To find the rate law, we must consider the rate-determining step of the reaction mechanism (Step 2). Step 2 involves the decomposition of \( (CH_3)_3Au \), and its rate can be represented as: Rate = \( k_2[(CH_3)_3Au] \) However, we need the rate in terms of the initial reactant, \( (CH_3)_3AuPH_3 \). To do this, we will use the equilibrium expression from Step 1: \( K_1 = \frac{[(CH_3)_3Au][PH_3]}{[(CH_3)_3AuPH_3]} \) Solving for \( (CH_3)_3Au \), we get: \( (CH_3)_3Au = \frac{K_1[(CH_3)_3AuPH_3]}{[PH_3]} \) Substituting this into the rate law, we obtain: Rate = \( k_2 \frac{K_1[(CH_3)_3AuPH_3]}{[PH_3]} \)

(f) Effect of adding PH₃

According to the derived rate law, the rate of reaction depends on the concentration of \( PH_3 \) in the denominator. Increasing the concentration of \( PH_3 \) would decrease the reaction rate, as the ratio of \( \frac{(CH_3)_3AuPH_3}{PH_3} \) would decrease. Thus, adding \( PH_3 \) to the solution of \( (CH_3)_3AuPH_3 \) will decrease the reaction rate.

Key concepts

Elementary Steps

In chemical reactions, an elementary step is a single reaction in a series that makes up a reaction mechanism. It involves the direct conversion of reactants to products in a single catalyst-free step. Each elementary step is characterized by its molecularity, which indicates the number of reactant molecules involved.

• Step 1: In the given exercise, the first step is bimolecular because it involves two reactant molecules, \((CH_3)_3 AuPH_3\) and \(PH_3\).


• Step 2: This step is unimolecular, involving just one reactant, \((CH_3)_3 Au\). It is the slowest step and hence the rate-determining step.


• Step 3: The last step is again bimolecular, involving \((CH_3)Au\) and \(PH_3\).

Understanding these steps will help in predicting how a reaction will proceed under different conditions.

Rate Law

The rate law of a reaction provides an equation that relates the rate of reaction to the concentration of reactants. It is often derived from the rate-determining step, which is the slowest elementary step in a mechanism. In our case, Step 2 is the slowest.
The rate law for this reaction can be originally represented as: \[\text{Rate} = k_2[(CH_3)_3Au]\] However, since we need the rate law expressed with the initial reactant, \((CH_3)_3AuPH_3\), we use the equilibrium expression from Step 1. This allows us to substitute into the rate law, giving:
\[\text{Rate} = k_2 \frac{K_1[(CH_3)_3AuPH_3]}{[PH_3]}\] Here, \(K_1\) is the equilibrium constant from Step 1. This expression shows how reactant concentrations influence the reaction rate.

Reaction Intermediates

In a reaction mechanism, intermediates are species that appear in the mechanism's steps but not in the overall reaction. These are neither reactants nor products but form and consume during the progression of the reaction.

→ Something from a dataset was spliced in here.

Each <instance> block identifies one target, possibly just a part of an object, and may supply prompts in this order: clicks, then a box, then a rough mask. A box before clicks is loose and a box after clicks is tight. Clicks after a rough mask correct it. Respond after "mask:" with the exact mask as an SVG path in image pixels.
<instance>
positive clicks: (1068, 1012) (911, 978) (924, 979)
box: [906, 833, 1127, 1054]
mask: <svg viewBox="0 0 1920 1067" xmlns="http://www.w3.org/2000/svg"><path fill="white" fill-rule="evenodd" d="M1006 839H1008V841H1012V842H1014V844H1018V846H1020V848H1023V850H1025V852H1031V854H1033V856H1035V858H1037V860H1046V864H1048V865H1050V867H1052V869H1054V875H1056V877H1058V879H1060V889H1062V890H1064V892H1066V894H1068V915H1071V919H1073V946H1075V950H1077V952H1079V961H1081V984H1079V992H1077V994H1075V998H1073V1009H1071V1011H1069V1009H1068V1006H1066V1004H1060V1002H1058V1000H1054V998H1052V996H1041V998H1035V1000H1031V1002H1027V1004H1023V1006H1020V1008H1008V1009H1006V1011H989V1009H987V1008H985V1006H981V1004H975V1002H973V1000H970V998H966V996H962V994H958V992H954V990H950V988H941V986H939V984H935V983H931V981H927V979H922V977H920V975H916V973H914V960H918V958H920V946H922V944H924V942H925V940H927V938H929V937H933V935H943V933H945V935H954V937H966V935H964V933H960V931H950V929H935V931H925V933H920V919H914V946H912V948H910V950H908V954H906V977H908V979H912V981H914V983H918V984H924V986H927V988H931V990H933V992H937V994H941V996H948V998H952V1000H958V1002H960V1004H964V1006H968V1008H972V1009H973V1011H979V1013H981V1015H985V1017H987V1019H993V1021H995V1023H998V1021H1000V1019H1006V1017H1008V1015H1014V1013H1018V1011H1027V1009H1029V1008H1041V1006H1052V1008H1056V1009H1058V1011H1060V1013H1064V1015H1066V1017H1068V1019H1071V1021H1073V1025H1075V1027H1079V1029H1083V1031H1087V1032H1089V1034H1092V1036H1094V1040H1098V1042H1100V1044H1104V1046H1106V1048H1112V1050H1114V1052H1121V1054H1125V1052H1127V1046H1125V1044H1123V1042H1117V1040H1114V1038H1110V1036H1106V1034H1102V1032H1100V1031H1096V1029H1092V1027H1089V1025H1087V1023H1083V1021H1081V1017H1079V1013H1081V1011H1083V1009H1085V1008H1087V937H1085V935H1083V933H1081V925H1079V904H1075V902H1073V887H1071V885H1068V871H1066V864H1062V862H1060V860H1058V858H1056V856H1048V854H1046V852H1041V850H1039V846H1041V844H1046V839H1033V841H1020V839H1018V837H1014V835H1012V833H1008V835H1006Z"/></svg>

• For the given mechanism, the intermediates are:
• \((CH_3)_3Au\): This species is formed in Step 1 and consumed in Step 2.


• \((CH_3)Au\): Formed in Step 2 and consumed in Step 3.

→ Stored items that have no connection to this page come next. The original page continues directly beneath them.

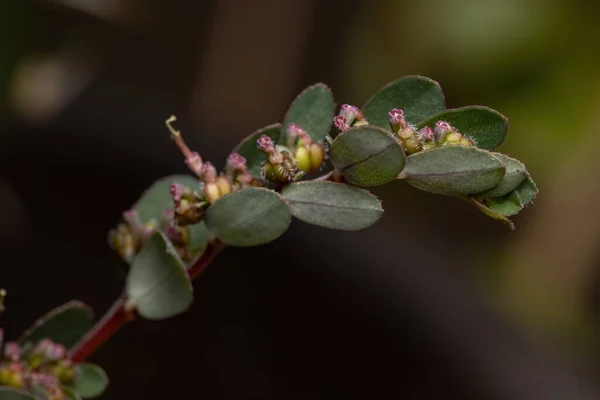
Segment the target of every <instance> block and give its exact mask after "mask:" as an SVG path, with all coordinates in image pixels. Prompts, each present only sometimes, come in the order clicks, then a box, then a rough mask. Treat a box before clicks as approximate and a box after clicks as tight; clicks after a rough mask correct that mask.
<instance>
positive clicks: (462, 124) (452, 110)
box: [417, 106, 508, 150]
mask: <svg viewBox="0 0 600 400" xmlns="http://www.w3.org/2000/svg"><path fill="white" fill-rule="evenodd" d="M438 121H445V122H447V123H449V124H450V125H452V126H453V127H454V128H456V130H457V131H458V132H459V133H461V134H462V135H464V136H466V137H468V138H469V139H473V141H474V142H475V146H477V147H478V148H480V149H484V150H493V149H495V148H496V147H498V146H499V145H500V144H501V143H502V142H503V141H504V137H505V136H506V131H507V130H508V119H507V118H506V117H505V116H504V115H502V114H500V113H499V112H498V111H494V110H492V109H491V108H488V107H482V106H468V107H462V108H456V109H453V110H446V111H443V112H441V113H439V114H436V115H434V116H432V117H429V118H427V119H426V120H424V121H421V122H419V124H418V125H417V128H418V129H421V128H423V127H424V126H429V127H431V128H433V127H434V126H435V123H436V122H438Z"/></svg>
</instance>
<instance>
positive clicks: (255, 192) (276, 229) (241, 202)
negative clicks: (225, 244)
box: [205, 188, 292, 247]
mask: <svg viewBox="0 0 600 400" xmlns="http://www.w3.org/2000/svg"><path fill="white" fill-rule="evenodd" d="M205 218H206V226H207V227H208V229H209V230H210V231H211V232H212V233H213V234H214V235H215V236H216V237H218V238H219V239H220V240H221V241H223V242H224V243H226V244H228V245H231V246H241V247H246V246H258V245H260V244H265V243H268V242H271V241H273V240H275V239H277V238H278V237H279V236H281V235H282V234H283V233H284V232H285V231H286V230H287V228H288V226H289V225H290V222H291V218H292V215H291V213H290V209H289V206H288V204H287V203H286V202H285V201H284V200H283V198H282V197H281V196H280V195H279V194H278V193H276V192H274V191H272V190H269V189H264V188H248V189H243V190H240V191H238V192H233V193H231V194H228V195H226V196H223V197H222V198H220V199H219V200H217V201H216V202H214V203H213V204H212V205H211V206H210V207H209V208H208V211H207V212H206V217H205Z"/></svg>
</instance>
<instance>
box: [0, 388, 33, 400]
mask: <svg viewBox="0 0 600 400" xmlns="http://www.w3.org/2000/svg"><path fill="white" fill-rule="evenodd" d="M0 399H2V400H36V398H35V397H33V396H32V395H30V394H28V393H27V392H24V391H22V390H18V389H13V388H9V387H7V386H0Z"/></svg>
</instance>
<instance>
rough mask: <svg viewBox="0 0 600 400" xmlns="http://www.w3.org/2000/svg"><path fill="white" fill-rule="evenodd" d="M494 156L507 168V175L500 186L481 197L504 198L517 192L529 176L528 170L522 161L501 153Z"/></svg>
mask: <svg viewBox="0 0 600 400" xmlns="http://www.w3.org/2000/svg"><path fill="white" fill-rule="evenodd" d="M492 154H493V155H494V157H496V158H498V159H499V160H500V161H502V163H503V164H504V166H505V167H506V174H504V178H502V182H500V184H499V185H498V186H496V187H495V188H493V189H491V190H488V191H487V192H485V193H482V194H481V196H482V197H485V198H491V197H502V196H504V195H507V194H509V193H510V192H512V191H513V190H515V189H516V188H517V187H518V186H519V185H520V184H521V182H523V180H524V179H525V177H526V176H527V169H526V168H525V165H523V163H522V162H521V161H519V160H515V159H514V158H510V157H507V156H505V155H504V154H500V153H492Z"/></svg>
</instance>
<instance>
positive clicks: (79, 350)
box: [70, 241, 225, 363]
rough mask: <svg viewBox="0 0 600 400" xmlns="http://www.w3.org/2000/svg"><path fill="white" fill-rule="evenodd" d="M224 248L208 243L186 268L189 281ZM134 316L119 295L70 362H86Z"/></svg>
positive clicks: (196, 276)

Intermediates are crucial as they often lead to the rate-determining step and thus control the kinetics of the entire reaction.

Rate-Determining Step

A rate-determining step is the slowest step in a reaction mechanism and governs the rate of the overall chemical reaction. For our reaction, this is Step 2, where \((CH_3)_3Au\) decomposes to \(C_2H_6\) and \((CH_3)Au\). This step has the largest activation energy barrier, making it slower than the other steps.
Identifying the rate-determining step is key, as it allows chemists to focus on optimizing or modifying this part of the reaction to influence the overall rate. In practice, knowing this step helps in developing strategies to accelerate reactions for better efficiency.